FORT WAYNE, Ind. (AP) - A pair of Fort Wayne entrepreneurs knows they can get the featherweight helicopters they build off the ground; now they’re trying to do the same with a photography business that rides on the same small vehicles.

Brendan Keen of Fort Wayne and Nathan Jackson of New Haven started tinkering with remote controlled helicopters — more commonly called UAVs, for unmanned aerial vehicles, or drones — more than a year ago. Now they’ve invested about $2,500 in building a 5-pound, six-rotor model that can carry a GoPro camera hundreds of feet in the air (they never fly it higher than 150 meters, Keen explained) for flights lasting up to 10 minutes.

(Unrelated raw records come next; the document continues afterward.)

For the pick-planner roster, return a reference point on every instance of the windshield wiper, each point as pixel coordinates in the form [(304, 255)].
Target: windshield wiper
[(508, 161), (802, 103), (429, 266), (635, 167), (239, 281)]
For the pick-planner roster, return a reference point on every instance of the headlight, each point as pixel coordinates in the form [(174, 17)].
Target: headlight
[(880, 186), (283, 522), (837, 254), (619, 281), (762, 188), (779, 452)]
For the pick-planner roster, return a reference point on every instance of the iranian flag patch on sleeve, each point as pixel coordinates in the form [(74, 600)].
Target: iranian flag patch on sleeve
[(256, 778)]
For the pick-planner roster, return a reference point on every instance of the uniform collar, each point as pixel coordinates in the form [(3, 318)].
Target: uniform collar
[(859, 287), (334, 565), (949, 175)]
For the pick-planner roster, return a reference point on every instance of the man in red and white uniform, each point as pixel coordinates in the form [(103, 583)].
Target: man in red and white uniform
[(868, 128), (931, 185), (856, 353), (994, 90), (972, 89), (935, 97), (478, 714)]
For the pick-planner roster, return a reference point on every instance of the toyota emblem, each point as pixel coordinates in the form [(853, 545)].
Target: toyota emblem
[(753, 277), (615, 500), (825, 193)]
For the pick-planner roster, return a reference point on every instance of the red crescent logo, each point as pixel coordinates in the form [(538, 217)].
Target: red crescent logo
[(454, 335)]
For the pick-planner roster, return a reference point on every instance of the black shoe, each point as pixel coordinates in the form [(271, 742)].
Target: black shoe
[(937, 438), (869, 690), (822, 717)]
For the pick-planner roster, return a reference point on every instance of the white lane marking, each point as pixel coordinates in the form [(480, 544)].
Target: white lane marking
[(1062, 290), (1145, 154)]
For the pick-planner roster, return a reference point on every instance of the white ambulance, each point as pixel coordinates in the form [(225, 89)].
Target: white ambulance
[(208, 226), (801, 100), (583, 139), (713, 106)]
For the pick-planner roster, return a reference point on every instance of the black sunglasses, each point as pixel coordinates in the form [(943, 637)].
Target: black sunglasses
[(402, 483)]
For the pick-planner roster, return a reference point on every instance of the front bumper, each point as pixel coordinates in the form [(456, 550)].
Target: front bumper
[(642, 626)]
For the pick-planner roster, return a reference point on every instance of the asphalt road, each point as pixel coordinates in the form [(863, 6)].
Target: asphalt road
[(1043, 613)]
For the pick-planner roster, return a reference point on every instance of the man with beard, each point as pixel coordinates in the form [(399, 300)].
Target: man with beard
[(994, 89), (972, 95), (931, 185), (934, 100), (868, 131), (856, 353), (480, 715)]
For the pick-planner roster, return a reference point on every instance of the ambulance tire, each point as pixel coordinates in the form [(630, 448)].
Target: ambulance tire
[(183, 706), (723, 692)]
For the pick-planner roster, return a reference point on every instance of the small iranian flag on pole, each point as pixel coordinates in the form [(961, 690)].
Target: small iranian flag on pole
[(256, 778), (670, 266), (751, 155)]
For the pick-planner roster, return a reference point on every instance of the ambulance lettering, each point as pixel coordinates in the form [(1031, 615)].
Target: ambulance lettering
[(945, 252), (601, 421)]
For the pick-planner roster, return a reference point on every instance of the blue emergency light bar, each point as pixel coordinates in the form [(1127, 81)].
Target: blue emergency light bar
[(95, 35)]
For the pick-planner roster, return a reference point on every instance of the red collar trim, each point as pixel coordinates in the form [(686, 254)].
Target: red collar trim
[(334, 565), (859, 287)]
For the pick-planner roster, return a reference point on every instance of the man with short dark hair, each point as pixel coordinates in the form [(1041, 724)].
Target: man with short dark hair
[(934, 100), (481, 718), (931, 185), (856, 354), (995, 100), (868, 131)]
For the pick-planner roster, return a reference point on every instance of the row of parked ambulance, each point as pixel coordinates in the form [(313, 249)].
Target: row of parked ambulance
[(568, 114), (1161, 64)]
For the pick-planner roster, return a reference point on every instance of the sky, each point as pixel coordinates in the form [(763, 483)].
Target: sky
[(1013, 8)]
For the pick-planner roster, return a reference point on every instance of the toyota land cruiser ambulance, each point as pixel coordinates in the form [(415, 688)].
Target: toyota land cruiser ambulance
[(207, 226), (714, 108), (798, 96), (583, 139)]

In the month or so that they’ve made a hard push to turn UAV photography into a going business, they’ve shot photos for clients of homes for sale, horses, even an outdoor festival.

The business partners, both 24, say their main advantage over traditional aerial photography is price. They tell The News-Sentinel (https://bit.ly/1rcrMZ8 ) that most assignments could be done for $150 to $200.

They don’t need a pilot and a photographer, and they don’t need to buy or rent a full-size aircraft and buy aviation fuel to pursue their photography. The helicopter they’re currently using (like most small UAVs) runs on a small, rechargeable battery.

What might seem to be a limitation actually works as an advantage, Keen said. Limiting their altitude to no more than 150 meters for safety reasons gives them a tighter, closer perspective on their subjects that conventional aerial photography offers.

“Any aircraft flying as low as we’re flying is in serious trouble,” Keen noted.

Keen and Jackson are navigating some dense regulatory murk with their business. The Federal Aviation Administration has claimed authority to regulate UAVs as model aircraft. That entails a lot of regulations, such as a prohibition on using them for commercial purposes.

What’s changed most recently is that earlier this year, an administrative law judge said the FAA could not slap a fine on a photographer using a UAV to shoot photos for a client.

Judge Patrick Geraghty, who reviews cases with the National Transportation Safety Board, pointed out numerous contradictions in FAA policy concerned aircraft, model aircraft and UAVs. At the same time, the FAA has authorized a commercial use of drones — BP will use them to inspect pipelines — and a number of sites for more experimentation with commercial use of drones.

“It isn’t a safety issue,” Keen said. “Safety is definitely our top priority. It’s a control issue.”